The 40-year-old, who works in London, reflects on colonial history and growing up in the Philippines where his parents struggled against authoritarianism.

Le Bas's Incipit Vita Nova. Here Begins The New Life/A New Life Is Beginning at Secession art institute in Vienna saw painted fabrics hung, with theatrical costumes and sculptures also part of the exhibit.

The 58-year-old artist was inspired by the death of her grandmother and the history of the Roma people.

The jury said they "were impressed by the energy and immediacy present in this exhibition, and its powerful expression of making art in a time of chaos".

Johnson, 65, has been given the nod for her solo exhibition Presence at The Courtauld Gallery in London, and Drawn Out at Ortuzar Projects, New York.

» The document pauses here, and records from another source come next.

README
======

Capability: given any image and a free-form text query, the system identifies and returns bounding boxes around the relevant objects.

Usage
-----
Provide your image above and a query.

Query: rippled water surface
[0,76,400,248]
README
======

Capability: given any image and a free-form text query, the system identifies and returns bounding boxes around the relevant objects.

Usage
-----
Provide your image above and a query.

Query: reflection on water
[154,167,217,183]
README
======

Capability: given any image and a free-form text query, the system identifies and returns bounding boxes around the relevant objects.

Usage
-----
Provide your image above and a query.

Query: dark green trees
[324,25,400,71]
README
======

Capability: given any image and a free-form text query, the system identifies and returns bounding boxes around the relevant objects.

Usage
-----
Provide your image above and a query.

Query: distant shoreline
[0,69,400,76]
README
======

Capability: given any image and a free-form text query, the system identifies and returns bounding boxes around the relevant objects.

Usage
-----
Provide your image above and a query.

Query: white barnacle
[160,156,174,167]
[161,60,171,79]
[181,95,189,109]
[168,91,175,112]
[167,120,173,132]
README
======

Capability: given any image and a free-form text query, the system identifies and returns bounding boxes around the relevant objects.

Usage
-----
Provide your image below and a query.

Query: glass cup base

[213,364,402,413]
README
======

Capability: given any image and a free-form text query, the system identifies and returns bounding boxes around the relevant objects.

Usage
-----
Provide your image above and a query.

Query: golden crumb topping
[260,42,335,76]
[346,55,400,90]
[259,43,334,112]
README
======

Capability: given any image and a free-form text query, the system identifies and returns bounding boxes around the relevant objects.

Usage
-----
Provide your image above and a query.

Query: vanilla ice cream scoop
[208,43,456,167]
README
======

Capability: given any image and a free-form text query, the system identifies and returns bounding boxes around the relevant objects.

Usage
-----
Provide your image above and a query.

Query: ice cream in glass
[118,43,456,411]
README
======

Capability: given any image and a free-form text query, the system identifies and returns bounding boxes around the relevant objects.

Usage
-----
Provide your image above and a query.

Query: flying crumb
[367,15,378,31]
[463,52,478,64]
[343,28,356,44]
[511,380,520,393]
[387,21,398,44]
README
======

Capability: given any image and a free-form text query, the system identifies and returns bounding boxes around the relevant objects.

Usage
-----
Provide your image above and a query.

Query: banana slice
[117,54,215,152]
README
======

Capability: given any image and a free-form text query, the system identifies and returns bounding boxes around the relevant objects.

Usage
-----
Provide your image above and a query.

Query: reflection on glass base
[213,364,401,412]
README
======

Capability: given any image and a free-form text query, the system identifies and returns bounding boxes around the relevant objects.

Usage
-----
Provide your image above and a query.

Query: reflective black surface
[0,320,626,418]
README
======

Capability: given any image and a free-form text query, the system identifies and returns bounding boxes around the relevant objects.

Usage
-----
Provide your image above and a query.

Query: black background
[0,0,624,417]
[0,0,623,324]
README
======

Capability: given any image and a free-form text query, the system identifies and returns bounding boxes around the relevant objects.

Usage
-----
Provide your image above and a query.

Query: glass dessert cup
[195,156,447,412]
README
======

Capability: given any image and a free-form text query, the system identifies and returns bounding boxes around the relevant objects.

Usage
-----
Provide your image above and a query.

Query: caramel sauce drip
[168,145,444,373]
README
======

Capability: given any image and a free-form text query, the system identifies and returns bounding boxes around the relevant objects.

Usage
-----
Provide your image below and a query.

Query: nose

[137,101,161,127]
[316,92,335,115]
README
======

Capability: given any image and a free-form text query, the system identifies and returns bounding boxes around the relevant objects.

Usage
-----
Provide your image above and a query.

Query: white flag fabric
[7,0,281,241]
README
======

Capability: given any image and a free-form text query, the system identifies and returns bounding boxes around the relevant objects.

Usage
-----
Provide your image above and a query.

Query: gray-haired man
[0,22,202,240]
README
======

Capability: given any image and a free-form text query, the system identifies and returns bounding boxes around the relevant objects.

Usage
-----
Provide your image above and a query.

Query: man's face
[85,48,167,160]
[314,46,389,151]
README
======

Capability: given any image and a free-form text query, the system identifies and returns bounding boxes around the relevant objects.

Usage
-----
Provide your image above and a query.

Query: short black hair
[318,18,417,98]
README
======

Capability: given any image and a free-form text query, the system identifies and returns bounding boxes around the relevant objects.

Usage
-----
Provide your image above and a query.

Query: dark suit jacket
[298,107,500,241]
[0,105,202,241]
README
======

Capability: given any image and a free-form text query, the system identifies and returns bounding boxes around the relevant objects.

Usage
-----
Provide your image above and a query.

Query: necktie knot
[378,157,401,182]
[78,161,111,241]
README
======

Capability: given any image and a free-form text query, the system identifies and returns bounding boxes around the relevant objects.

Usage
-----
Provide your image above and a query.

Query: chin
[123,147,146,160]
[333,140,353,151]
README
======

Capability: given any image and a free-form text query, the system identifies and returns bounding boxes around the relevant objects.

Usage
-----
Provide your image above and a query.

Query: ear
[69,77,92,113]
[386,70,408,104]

She uses portraits of black women and men in a combination of pastels, gouache and watercolour and was praised by the judges for her "sensitive and dramatic use of line, colour, space and scale to express empathy and intimacy with her subjects".

Alex Farquharson, director of Tate Britain and chairman of the Turner Prize jury, said: "All four of them make work that is full of life.

"They show how contemporary art can fascinate, surprise and move us, and how it can speak powerfully of complex identities and memories, often through the subtlest of details.

"In the Turner Prize's 40th year, this shortlist proves that British artistic talent is as rich and vibrant as ever."